Cuando se puso de pie el mal tiempo se instaló otra vez en la oficina, agitándole la desdicha del abrigo negro. Me quedé un rato con Mauri y los folletos que no quise tocar. Me quedé, además, luchando sin fuerzas contra el arrepentimiento de haber buscado la cara y las palabras del embalsamador, contra la convicción torturante de no comprender, allá en el fondo, debajo de los pobres hombres y la farsa sin sentido de sus actos y sus variables formas de ser.

iii

Porque todos, nosotros y los que tomaban whisky en las grandes, limpias oficinas calle por medio, estábamos aunados en la rivalidad de conseguir la noticia con una ventaja de minutos. Ellos eran veinte y millonarios; nosotros confiábamos en astucias, trampas, corazonadas. Ellos, nosotros y todo el mundo esperábamos con una impaciencia purificada de sentimientos la noticia. Nada más que eso siempre que fuéramos los primeros.

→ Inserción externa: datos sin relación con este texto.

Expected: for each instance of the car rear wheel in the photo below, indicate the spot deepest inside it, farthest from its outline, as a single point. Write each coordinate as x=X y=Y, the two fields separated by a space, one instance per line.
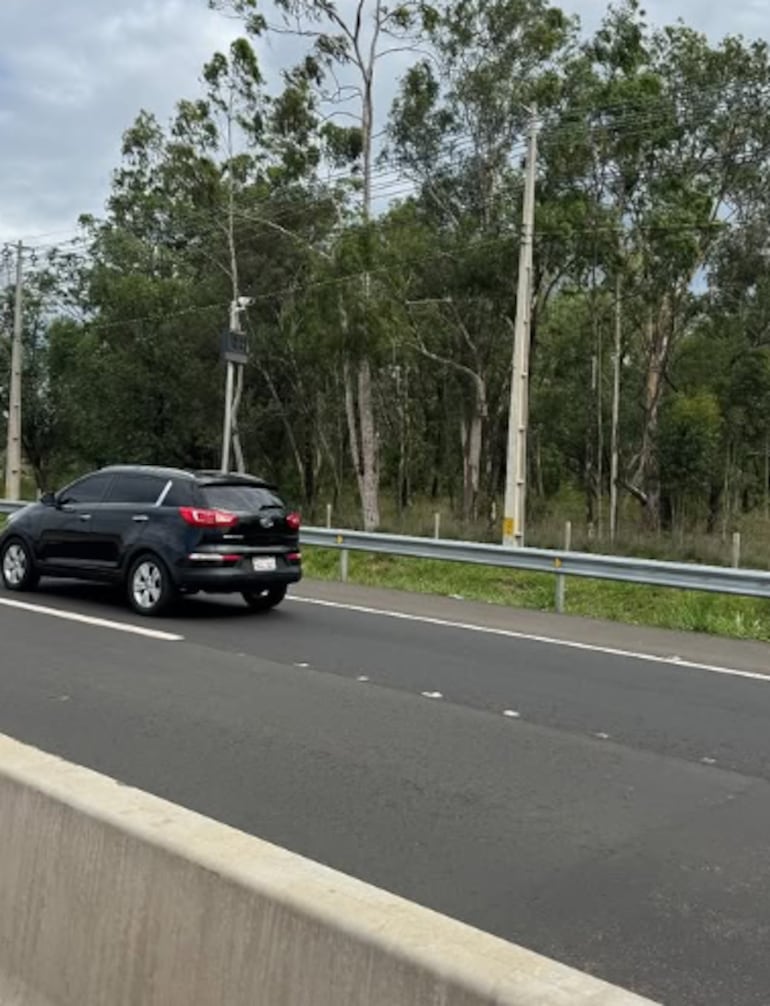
x=17 y=566
x=263 y=601
x=150 y=590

La Señora, la mujer del Gobernador Mandamás se estaba muriendo. Era, ya, una agonía, una muerte de seis meses. Todos los pronósticos habían fallado, todos los secretos llamados no pasa de hoy fueron sustituidos por firmes promesas, nuevas fechas definitivas, postergaciones. La Señora, ya muerta, no se moría; y los empleados de Mandamás habían logrado, a fuerza de revólveres y patadas, el milagro de suprimir no sólo su muerte sino también su enfermedad.

El calumnioso cáncer no pasaba de un resfrío, hijo del medio invierno. Y en realidad convirtieron el milagro en algo milagroso. Porque toda la ciudad pudo verla un mediodía de domingo asomarse y saludar desde el largo balcón del Gobernador, tocada por un sol intempestivo. Estaba apenas resfriada y con un brazo de títere, lento, emperezado, contestaba los aplausos y los gritos junto a la sonrisa brillante de Mandamás. Estaba envuelta en un abrigo de visón; los iniciados sabíamos también que estaba rellena de morfina.